Der begehrteste Job der Sixties Im Vorzimmer der Beatles

Liverpool · Freda Kelly arbeitete elf Jahre als Sekretärin der Fab Four. Heute ist sie 70. Eine Begegnung in Liverpool.

 Sie brachte den Beatles die Post nach Hause: Freda Kelly mit Paul McCartney im Jahr 1967.

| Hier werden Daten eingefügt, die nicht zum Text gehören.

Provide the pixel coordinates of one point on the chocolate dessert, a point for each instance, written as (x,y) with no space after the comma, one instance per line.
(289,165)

Sie brachte den Beatles die Post nach Hause: Freda Kelly mit Paul McCartney im Jahr 1967.

Foto: wikipedia/DCinfouma

Sie ist 70 Jahre alt inzwischen, aber sie hat immer noch so ein herrliches Jungmädchen-Lächeln, dass einem direkt das Lied „Here Comes The Sun“ in den Sinn kommt. Freda Kelly war 17, als sie die Sekretärin der Beatles wurde. Sie himmelte die Jungs an, die zu Beginn ihrer Karriere im Cavern Club aufgetreten sind. „294 Mal spielten sie dort“, Freda weiß es genau, „und 190 Mal war ich im Publikum.“ Mit Lockenwicklern habe sie in der ersten Reihe gestanden und die Dinger schnell herausgenommen, als die Band auf die Bühne kam. Deshalb konnte sie all die verliebten Mädchen gut verstehen, die schrieben, sie hätten so gerne etwas Persönliches von Paul, vielleicht einen Faden aus seinem Mantel oder eine Strähne. Also ging Freda Kelly mit, wenn die Beatles von ihrem Manager Brian Epstein zum Friseur geschickt wurden. Sie sammelte Haare auf und schickte sie an die Fans. From Me To You.

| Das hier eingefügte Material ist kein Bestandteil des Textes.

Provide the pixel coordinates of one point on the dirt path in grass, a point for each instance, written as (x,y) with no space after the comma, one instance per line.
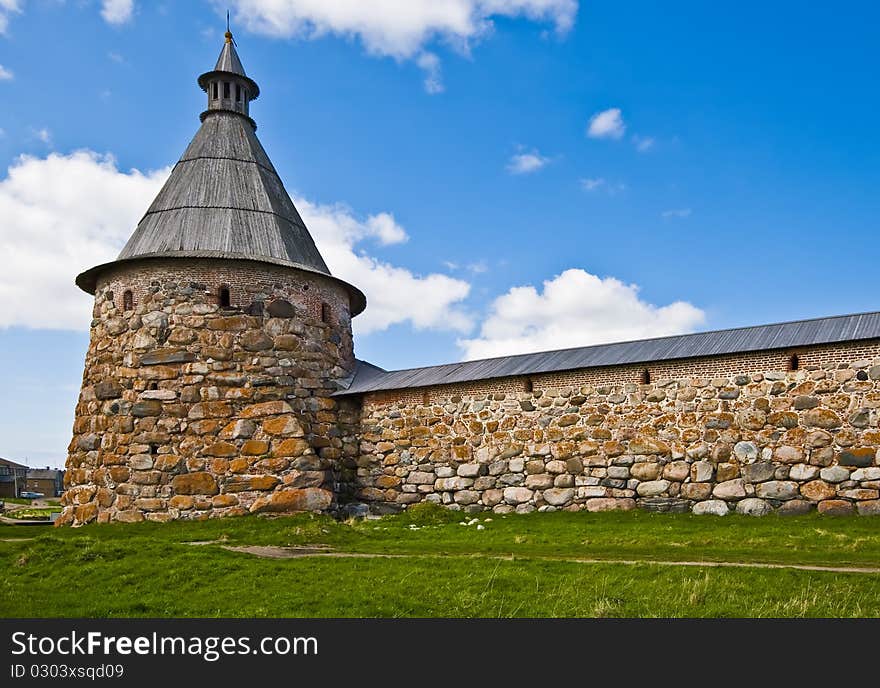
(268,552)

Freda Kelly sitzt im „A Hard Day’s Night Hotel“ in Liverpool, wo immer und überall Beatles-Songs laufen – auf der Toilette übrigens „Your Mother Should Know“ –, und sie bestellt als Vorspeise Chicken Wings, danach Steak und danach Schwarzwälder Kirsch. Sie ist so charmant wie resolut, und sie ist in der Geburtsstadt der Beatles, wo wirklich jeder beklatscht wird, der jemanden kennt, der Ringo irgendwann von weitem gesehen hat, ein Star. Vor allem, seit der Dokumentarfilm über ihr Leben ausgestrahlt wurde: „Good Ol’ Freda“ heißt er. Eigentlich wollte sie nie über die Beatles reden, sagt sie, aber dann stimmte sie dem Film zu, und danach konnte sie nicht mehr anders. Sie war schon da, als die Beatles nur in Liverpool weltberühmt waren, und sie war noch dabei, als sie sich längst aufgelöst hatten. Brian Epstein, der ja einen Elektroladen führte, aber das Talent der Beatles erkannte, sich ihnen als Manager andiente und selbst auch erst Mitte 20 war, stellte sie ein – er kannte sie, sie war halt immer da, wo die Beatles waren. Epstein hatte nicht geahnt, wie rasch diese Gruppe zu dem werden würde, was sie ist. Und die Beatlemania ist nicht verebbt: „Hey Freda!“ Sie wird umarmt wie eine Freundin, irre.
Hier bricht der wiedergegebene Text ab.